Letters @Guelph

'IT OUGHT NOT TO BE TAUGHT IN SCHOOL'

We are grateful to Profs. Brian Husband and Elizabeth Boulding (@Guelph Jan. 17) for their comments on our letter of Dec. 12. Some of their points require more detailed response than this forum will support, so we restrict our discussion to a comment on the definition of evolution and further explanation of the distinction between natural selection and evolution.

Profs. Husband and Boulding, in agreement with the National Academy of Sciences (Teaching About Evolution and the Nature of Science, National Academy Press, Washington, D.C.) define evolution as "any hereditary change." Given this definition, we would agree that natural selection is at least one means to effect evolution. But "any genetic change" is quite different than the claim that life evolved from simple molecules or that a fish was transformed into Albert Einstein. If evolution really means the transformation of simple molecules to living organisms, then important distinctions between natural selection and evolution emerge.

First, natural selection is a conservative process that acts to preserve existing genomes, but does not generate any new information. It may also preserve genes beneficially altered by mutation, but even in that case, it acts conservatively rather than creatively, whereas the evolution of life requires the development of complex genetic blueprints. Second, natural selection is abundantly verified by empirical evidence, and its principles are well understood and applied in artificial selection, whereas the macro processes described for evolution are still speculative.
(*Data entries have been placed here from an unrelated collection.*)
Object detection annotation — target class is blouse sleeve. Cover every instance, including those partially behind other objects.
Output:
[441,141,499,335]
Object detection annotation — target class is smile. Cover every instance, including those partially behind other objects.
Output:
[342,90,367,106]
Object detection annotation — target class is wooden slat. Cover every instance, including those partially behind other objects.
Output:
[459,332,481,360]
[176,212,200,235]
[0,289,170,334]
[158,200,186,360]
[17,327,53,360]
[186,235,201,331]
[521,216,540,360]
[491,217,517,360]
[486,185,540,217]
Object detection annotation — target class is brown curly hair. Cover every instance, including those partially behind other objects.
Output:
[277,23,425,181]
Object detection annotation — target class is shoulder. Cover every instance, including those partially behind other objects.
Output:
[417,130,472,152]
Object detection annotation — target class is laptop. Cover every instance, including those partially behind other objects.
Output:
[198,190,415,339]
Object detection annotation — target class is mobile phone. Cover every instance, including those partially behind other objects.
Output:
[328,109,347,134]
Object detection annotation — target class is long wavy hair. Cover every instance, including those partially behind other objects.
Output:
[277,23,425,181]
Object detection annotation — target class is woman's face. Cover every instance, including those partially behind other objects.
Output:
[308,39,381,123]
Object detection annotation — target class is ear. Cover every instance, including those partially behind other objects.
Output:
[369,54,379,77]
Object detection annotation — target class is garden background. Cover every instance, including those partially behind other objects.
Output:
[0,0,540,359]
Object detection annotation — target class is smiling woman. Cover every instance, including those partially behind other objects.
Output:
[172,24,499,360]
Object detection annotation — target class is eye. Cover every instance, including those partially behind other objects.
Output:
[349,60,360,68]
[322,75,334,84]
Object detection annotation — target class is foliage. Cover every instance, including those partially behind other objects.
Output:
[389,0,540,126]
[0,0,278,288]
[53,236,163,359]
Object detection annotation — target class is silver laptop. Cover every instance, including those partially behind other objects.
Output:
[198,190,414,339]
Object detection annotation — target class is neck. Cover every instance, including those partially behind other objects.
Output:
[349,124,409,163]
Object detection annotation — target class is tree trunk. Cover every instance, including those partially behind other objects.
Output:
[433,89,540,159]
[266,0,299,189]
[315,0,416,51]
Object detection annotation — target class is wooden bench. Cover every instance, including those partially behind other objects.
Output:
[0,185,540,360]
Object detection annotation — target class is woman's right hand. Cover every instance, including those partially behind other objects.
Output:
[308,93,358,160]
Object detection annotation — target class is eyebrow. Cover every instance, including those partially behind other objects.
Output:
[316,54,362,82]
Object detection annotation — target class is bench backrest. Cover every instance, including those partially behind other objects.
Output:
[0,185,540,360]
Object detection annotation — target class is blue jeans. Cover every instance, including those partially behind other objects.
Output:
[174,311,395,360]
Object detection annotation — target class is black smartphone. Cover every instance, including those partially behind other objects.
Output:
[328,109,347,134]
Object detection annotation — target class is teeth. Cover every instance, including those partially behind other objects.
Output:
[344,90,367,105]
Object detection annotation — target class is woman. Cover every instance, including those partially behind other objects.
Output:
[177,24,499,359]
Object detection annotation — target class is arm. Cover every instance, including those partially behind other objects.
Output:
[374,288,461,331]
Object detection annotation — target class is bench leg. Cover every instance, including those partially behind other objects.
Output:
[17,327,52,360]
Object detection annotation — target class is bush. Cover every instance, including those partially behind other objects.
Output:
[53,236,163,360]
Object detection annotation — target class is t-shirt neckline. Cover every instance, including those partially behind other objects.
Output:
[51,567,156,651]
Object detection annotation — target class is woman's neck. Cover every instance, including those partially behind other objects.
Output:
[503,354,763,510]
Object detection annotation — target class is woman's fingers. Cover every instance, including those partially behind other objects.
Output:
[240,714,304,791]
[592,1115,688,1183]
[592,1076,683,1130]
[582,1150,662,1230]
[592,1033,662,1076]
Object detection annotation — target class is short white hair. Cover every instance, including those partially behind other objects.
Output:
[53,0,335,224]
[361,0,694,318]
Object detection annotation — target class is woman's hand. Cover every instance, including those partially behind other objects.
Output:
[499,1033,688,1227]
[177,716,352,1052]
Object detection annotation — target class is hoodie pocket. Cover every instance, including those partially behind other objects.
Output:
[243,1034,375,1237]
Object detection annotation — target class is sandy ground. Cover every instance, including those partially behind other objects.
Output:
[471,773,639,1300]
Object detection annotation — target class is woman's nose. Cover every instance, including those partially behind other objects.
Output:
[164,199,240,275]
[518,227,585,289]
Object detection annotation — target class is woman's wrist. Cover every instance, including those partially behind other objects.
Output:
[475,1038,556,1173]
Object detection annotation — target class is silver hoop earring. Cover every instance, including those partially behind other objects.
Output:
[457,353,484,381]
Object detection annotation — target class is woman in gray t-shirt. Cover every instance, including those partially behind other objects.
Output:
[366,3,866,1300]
Many scientists (including some renowned biologists such as Steven Jay Gould and Francis Crick) are skeptical that the conservative process of natural selection plus the destructive process of random mutation can explain the transformation of a primordial soup to bumblebees. Here we include only the now-famous quote (as cited in Philip E. Johnson's 1991 book Darwin on Trial) from a 1981 lecture by Colin Paterson, senior paleontologist at the British Natural History Museum: "Can you tell me anything you know about evolution, any one thing . . . that is true? I tried that question on the geology staff at the Field Museum of Natural History, and the only answer I got was silence. I tried it on the members of the Evolutionary Morphology Seminar in the University of Chicago, a very prestigious body of evolutionists, and all I got was silence for a long time, and eventually one person said: "I do know one thing - it ought not to be taught in high school.'"

We disagree. Evolution should be taught in school, but it ought to be taught as a theory, clearly outlining its scientific and philosophical weaknesses as well as its strengths.

Prof. Art Hill, Food Science,
Prof. Bonnie Mallard, Pathobiology


DISUNITY OF BUILDING MATERIALS ON CAMPUS IS UNINSPIRING

I was pleased to see that "quality and/or unity of materials," including materials for structural elements in buildings, was identified as a leading concern in the campus master plan consultations (@Guelph, Jan. 30).

Over the years, I have been truly inspired on many university campuses because of the unity of structural materials, from the "modified collegiate gothic" buildings at the University of Western Ontario, seen first as a young teenager 60 years ago, to the uniformly beautiful buff-coloured sandstone buildings of Stanford I saw last year. As John Keats wrote: "A thing of beauty is a joy forever."

In contrast, as I now walk on this campus to the Richards Building, as I have since it opened in 1958, I see such a disunity of materials in the new abutting Thornbrough Building extension that I'm upset that people will have to look, even if not forever, at such an uninspiring, unpleasant view for years to come.